This is expected because, like we covered earlier, running the binary needs to match your CPU architecture.

More complex Dockerfile

In almost any real-world Dockerfile we need more complex things, like RUN instruction. This is an instruction which at build-time runs binaries.

This example asks Alpine’s package manager to install curl:

FROM --platform=linux/arm/v7 alpine
CMD ["/myapp"]
ADD myapp-arm /myapp
RUN apk add curl

We only added the RUN ..., and now building the image fails:

$ docker build -t joonas/myapp-arm .
...
Step 4/4 : RUN apk add curl
 ---> Running in b31128b76d15
standard_init_linux.go:211: exec user process caused "exec format error"
The command '/bin/sh -c apk add curl' returned a non-zero code: 1

This doesn’t work, because like our-built binary, also other binaries inside Alpine’s arm image, are of foreign architecture.

The road to solution

Two paths:

Build each arch image on a different, its native, CPU
Use tricks to cross-build on amd64

Most of us can’t afford (or don’t want) to set up a multi-arch cluster of Docker build servers, so what tricks we have at our disposal to cross-build on our existing architecture?

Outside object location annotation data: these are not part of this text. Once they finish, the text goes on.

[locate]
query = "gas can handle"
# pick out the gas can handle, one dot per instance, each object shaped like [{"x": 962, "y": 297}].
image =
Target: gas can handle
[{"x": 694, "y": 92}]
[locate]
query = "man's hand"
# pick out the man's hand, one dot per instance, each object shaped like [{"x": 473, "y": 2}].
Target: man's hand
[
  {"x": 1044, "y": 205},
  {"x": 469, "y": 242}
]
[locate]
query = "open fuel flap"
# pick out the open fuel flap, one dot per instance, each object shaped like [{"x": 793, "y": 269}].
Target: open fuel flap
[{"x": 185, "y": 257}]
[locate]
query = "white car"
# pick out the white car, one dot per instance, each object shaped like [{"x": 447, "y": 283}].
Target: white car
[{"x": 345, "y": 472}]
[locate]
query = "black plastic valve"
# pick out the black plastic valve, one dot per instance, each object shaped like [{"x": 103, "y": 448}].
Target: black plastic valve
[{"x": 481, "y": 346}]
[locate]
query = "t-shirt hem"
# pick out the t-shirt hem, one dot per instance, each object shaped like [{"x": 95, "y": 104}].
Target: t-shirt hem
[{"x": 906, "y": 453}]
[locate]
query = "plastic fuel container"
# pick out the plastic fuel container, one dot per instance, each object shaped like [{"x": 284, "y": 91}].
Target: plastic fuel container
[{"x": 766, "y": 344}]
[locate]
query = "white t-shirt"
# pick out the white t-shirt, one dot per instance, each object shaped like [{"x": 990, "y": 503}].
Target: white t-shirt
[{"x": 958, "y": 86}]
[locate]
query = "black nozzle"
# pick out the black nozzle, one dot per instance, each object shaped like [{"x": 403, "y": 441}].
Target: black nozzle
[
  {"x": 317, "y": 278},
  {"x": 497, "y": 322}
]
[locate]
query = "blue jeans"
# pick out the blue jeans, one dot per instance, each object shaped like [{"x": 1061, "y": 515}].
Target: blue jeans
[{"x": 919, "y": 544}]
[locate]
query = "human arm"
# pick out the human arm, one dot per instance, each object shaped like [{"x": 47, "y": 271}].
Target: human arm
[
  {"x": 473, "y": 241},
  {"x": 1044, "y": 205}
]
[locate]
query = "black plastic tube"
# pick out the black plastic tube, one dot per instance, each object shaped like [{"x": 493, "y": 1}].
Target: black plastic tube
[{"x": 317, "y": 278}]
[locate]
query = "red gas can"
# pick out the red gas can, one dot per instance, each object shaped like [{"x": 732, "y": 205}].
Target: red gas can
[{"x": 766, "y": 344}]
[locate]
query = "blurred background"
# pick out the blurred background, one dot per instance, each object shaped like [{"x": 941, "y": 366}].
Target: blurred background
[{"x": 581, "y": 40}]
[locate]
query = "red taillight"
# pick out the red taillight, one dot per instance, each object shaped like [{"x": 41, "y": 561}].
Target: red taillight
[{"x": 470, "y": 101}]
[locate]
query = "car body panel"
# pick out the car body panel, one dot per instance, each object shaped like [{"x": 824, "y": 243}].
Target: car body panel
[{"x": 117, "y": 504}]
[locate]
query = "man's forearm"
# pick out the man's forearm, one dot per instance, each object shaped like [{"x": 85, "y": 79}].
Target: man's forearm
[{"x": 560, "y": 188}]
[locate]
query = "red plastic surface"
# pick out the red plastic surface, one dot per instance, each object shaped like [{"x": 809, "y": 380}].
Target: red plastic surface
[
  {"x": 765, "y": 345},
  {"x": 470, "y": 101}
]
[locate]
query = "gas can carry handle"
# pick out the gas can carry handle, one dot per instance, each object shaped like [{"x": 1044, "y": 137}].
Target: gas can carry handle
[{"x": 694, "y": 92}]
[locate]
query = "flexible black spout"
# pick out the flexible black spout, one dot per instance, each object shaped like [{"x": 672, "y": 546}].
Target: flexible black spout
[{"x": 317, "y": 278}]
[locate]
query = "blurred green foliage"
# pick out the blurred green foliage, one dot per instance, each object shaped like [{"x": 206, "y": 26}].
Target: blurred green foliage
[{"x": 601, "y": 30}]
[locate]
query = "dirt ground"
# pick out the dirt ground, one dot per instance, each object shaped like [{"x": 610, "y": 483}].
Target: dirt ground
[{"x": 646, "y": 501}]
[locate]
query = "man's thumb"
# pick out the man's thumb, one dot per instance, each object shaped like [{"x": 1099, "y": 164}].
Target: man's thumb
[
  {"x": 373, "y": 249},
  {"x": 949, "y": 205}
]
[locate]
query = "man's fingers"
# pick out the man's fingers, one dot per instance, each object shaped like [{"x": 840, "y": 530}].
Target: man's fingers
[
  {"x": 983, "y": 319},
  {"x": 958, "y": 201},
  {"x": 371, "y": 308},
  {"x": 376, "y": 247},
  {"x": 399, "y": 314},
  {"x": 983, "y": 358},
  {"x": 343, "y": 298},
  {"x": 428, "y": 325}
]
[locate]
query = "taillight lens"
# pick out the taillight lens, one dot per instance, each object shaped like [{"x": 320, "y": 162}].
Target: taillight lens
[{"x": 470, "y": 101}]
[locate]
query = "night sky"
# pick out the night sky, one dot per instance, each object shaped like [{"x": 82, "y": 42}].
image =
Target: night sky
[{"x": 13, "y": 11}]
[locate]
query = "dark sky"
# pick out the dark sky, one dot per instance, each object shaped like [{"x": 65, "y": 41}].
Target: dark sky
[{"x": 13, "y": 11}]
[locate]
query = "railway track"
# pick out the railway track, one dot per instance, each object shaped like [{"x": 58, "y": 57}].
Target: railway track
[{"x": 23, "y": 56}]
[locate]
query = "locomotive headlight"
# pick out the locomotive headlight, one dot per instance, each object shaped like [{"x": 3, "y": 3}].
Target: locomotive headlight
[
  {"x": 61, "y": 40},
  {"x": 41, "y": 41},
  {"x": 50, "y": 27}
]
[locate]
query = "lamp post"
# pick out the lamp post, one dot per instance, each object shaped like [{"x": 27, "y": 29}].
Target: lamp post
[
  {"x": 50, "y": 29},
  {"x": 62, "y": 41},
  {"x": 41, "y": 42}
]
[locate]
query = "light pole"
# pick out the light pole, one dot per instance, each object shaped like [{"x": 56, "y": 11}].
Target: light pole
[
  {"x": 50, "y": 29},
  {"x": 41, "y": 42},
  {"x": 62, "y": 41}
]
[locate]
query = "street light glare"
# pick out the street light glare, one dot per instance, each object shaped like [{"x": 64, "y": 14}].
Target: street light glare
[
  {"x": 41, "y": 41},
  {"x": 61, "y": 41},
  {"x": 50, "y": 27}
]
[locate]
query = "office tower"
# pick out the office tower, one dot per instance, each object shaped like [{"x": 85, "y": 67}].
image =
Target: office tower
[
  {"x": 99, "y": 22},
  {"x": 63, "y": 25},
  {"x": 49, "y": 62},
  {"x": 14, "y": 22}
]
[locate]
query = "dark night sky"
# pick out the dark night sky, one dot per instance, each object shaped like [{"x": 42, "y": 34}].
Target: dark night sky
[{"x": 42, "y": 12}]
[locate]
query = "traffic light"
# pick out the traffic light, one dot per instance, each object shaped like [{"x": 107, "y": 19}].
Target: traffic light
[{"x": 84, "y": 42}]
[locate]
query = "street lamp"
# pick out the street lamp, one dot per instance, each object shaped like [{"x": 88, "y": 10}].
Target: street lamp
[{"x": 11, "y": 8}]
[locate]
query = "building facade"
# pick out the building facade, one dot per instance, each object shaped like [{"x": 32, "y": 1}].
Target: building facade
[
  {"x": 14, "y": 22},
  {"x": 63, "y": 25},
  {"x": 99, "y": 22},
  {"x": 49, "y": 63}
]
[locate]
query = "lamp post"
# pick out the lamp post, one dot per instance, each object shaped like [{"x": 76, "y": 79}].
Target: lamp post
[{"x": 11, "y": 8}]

You may have heard of virtual machines. Virtual machines are a subcategory of emulators that choose to emulate the entire computer.

A popular solution for quite some time has been to use QEMU’s user space emulation to not emulate entire computer, but to only emulate foreign architecture processor on a Linux process level:

It’s basically a virtualized processor, but inside a single (user-space) process. It doesn’t have to virtualize full PC hardware - only the CPU and for only a “small distance” so that it can interact with things outside the process via traditional interfaces like kernel syscalls.

This is the basic premise of it. There have been variations to this basic approach, in increasing convenience order:

Add boilerplate to Dockerfile to enable shell-shim (to redirect shell-based process invocations to QEMU) and add QEMU inside your image (this doesn’t require config to host kernel)
- For example usage see this balena.io link
Self-installed QEMU & configured binfmt_misc
- For example usage see this balena.io link (same link as above)
Docker’s buildx
- Wraps the option 2 (= QEMU + binfmt_misc) with automation, but also does a bunch more

binfmt_misc is Linux kernel’s interface for communicating to kernel: “if you see an unsupported binary type that looks like X => use interpreter Y to indirectly execute it”.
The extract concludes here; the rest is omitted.